Early on in our relationship I discovered with delight that Bill Wright, my father-in-law, also loved tennis. One evening, as he and I dueled each other in the Illinois summer heat, we noticed a couple of terrific tennis players on the court next to us. Dad Wright walked over to them and challenged them to a game of doubles. Surprisingly, they accepted. As we chatted before getting started, they told us each of them had won all kinds of tennis awards in high school and currently were key players on their college teams. Dad Wright and I threw a glance at each other – we were headed for disaster.
Our opponents focused on hitting with as much power as possible. At first, they hit several balls out of bounds and there were several double fault serves. They became angry and frustrated at these self-imposed lost points and that affected their focus. It showed us, too, that they had not played together as a team.
And then something unexpected happened. The lights went out and it was time to go home. Remarkably, at that moment, we were ahead, although we had not yet completed a set. Our opponents congratulated us on our “unexpected” victory.
A few years later Dad Wright and I were on our way to a tennis club in Florida. He had set up a doubles match with two mid-seventies gentlemen. I looked forward to this match, but mentally planned to take it easy on them.
They won the first set 6-3.
I told Dad that this was just a fluke. “We need to play another set.

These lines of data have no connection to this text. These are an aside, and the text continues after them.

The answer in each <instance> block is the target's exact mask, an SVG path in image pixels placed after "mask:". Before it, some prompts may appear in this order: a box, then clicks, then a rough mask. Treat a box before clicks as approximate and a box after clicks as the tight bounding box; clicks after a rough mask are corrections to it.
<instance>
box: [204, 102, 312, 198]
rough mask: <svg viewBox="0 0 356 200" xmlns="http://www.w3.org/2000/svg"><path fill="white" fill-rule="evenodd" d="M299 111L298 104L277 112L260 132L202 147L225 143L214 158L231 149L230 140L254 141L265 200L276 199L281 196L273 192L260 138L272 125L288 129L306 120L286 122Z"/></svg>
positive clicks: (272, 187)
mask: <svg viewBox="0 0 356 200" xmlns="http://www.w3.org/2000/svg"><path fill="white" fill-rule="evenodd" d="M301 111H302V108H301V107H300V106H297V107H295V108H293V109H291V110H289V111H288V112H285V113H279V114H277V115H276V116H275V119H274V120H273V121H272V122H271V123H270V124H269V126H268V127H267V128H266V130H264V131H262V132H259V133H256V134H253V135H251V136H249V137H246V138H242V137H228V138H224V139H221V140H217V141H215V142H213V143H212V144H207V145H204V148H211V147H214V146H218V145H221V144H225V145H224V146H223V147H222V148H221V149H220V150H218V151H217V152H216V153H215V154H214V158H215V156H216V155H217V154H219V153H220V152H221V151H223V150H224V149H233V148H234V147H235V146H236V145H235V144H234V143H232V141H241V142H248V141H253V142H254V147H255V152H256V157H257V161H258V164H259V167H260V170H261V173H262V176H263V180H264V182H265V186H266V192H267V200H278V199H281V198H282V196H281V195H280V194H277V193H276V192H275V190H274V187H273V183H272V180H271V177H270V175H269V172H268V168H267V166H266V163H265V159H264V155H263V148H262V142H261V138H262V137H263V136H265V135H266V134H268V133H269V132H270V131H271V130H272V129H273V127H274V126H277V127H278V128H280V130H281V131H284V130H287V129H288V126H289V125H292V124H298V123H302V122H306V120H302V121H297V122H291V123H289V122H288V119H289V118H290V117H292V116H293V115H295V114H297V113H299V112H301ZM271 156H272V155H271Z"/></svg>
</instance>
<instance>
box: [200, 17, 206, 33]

At the very least, we will wear them down.”
Things got worse. They won the second set 6-2 and had not worked up a sweat. On our side of the net, the older gentlemen had me chasing tennis balls all over the court – they wore me down. “What in the world?” I thought to myself. “I never saw this coming.”
They worked well as a team and knew how to cover for each other. They anticipated every move we made. They placed the ball at will in unreachable positions. They never became flustered. They encouraged each other. They did not brag or boast. They stayed focused. They played with confidence and made few mistakes.
That match reminded me of Mr. A’s words many years earlier – “There are lots of ways to win at tennis.”